DEVLET BAHÇELİ'NİN İSMİ KİLİS'TE BİR CADDEYE VERİLDİ

Milliyetçi Hareket Partisi (MHP) Kilis Belediye Meclis üyelerinin teklifi ile Kilis Belediye Meclisinde alınan karar ile Kilis'te bir caddenin adı “Dr. Devlet Bahçeli Caddesi” olarak değiştirildi.
Konu ile ilgili olarak Milliyetçi Hareket Partisi Kilis il Başkanı Mustafa Demir yaptığı açıklamada, bu konudan memnuniyeti dile getirirken şunları söyledi:
“Milliyetçi Hareket Partisi Meclis üyelerinin önerileri, Kilis Belediyesi İmar Komisyonu oluru ve Kilis Belediye Meclisimizin onayıyla; eski mezbahanenin oradan başlayıp Kilis Belediyesi Yeni Hizmet Binası’ndan Meteoroloji İl Müdürlüğüne kadar devam eden caddeye ‘cumhur ittifakının mimarı, Türk Dünyasının Bilge Lideri Saygıdeğer Genel Başkan’ımız Sayın Dr. Devlet Bahçeli Beyefendi’nin adının verilmesi Milliyetçi ve Ülkücü Harekete gönül veren her bir Ülküdaşımızı ziyadesiyle mutlu etmiştir. Liderimiz Sayın Dr.
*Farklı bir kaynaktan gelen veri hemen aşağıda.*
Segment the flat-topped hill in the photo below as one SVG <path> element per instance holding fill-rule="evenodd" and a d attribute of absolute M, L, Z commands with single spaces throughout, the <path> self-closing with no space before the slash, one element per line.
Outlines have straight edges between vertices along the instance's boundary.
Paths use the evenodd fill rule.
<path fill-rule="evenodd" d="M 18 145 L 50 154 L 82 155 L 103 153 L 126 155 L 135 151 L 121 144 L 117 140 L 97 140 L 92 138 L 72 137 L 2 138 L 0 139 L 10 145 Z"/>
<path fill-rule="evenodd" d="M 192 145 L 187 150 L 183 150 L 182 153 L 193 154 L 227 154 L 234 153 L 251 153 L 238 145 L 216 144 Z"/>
Devlet Bahçeli Türk siyasi tarihinde; devlet adamlığı ile tüm siyasi liderlere örnek teşkil eden, ülke ne zaman dara düşse varlığını Türk varlığına adayan müstesna bir kişilik olarak hafızalarımızda ve gönüllerimizde taht kurmuştur.  15 Temmuz hain darbe girişimi sonrasında göstermiş oldukları hassasiyet devletçi politikalarda liderimizin ‘önce ülkem ve milletim sonra partim ve ben’ düsturunu bir kez daha görmüş bulunmaktayız. Bugün ülkemize karşı gösterilen iç ve dış tehditlere can siperane göğüs geren liderimizin adının şehrimizin önemli ulaşım alanlarından olan bir caddenin kazandırılmasının şehrimize ve ülkemize hayırlı olmasını temenni ediyorum. Liderimiz Türkmen Bey’imiz Sayın Dr. Devlet Bahçeli Beyefendi’nin ismini taşıyan caddenin oluşumunda emeği geçen meclis üyesi arkadaşlarımıza, imar komisyonu üyesi arkadaşlarımıza, belediye başkanımıza teşekkür ediyor saygılar sunuyorum."